Document Type

Article

Publication Date

1980

Abstract

In 1878 Cardaillac defined extradition as “the right for a State on the territory of which an accused or convicted person has take refuge, to deliver him up to another State wich has requisitioned his return and is competent to judge and punish him.” The term “extradition” was imported to the United States from France, where the decret-loi of Febraury 19, 1791, appears to be the first official document to have used the term. The term is not found in treaties or conventions until 1828. The Latin equivalent to extradition, “tradere”, is not found in early Latin works, but the comparable term “remittere”, which means to remit, is often employed. Thus, although the actual term “extradition” was not used until the late eighteenth century, the notion was extant, and equivalent or similar terms were not uncommon.

This study is a comparative analysis of the international law of extradition as applied through the general extradition law of the United States and France. It will compare each country’s approach to and attitude toward the phenomenon of extradition in a systematic analysis of the United States-French Treaty of Extradition.

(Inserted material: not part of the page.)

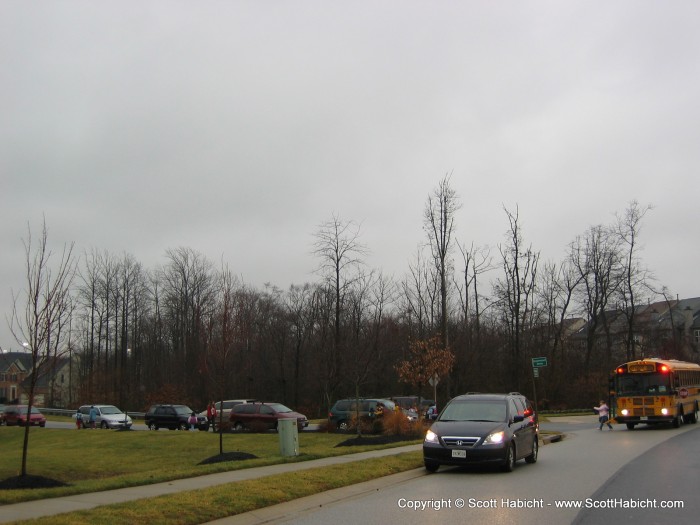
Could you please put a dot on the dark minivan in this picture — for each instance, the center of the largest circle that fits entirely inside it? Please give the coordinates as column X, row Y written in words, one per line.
column 343, row 411
column 475, row 428
column 173, row 417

Extradition is an extremely technical process that requires precision and cooperation between two sovereign systems, often different in fundamental legal theory and procedure. An extradition treaty represents an attempt by diplomatic and legal means to establish this process so that the two sovereign states can cooperate in rendering fugitive criminals to one another. It strives to accomplish this goal without seeming to diminish either party’s sovereignty or to bypass or demean either’s institutions, processes, or basic theories of criminal justice.

Publication Citation

13 Vand. J. Transnat'l L. 653 (1980).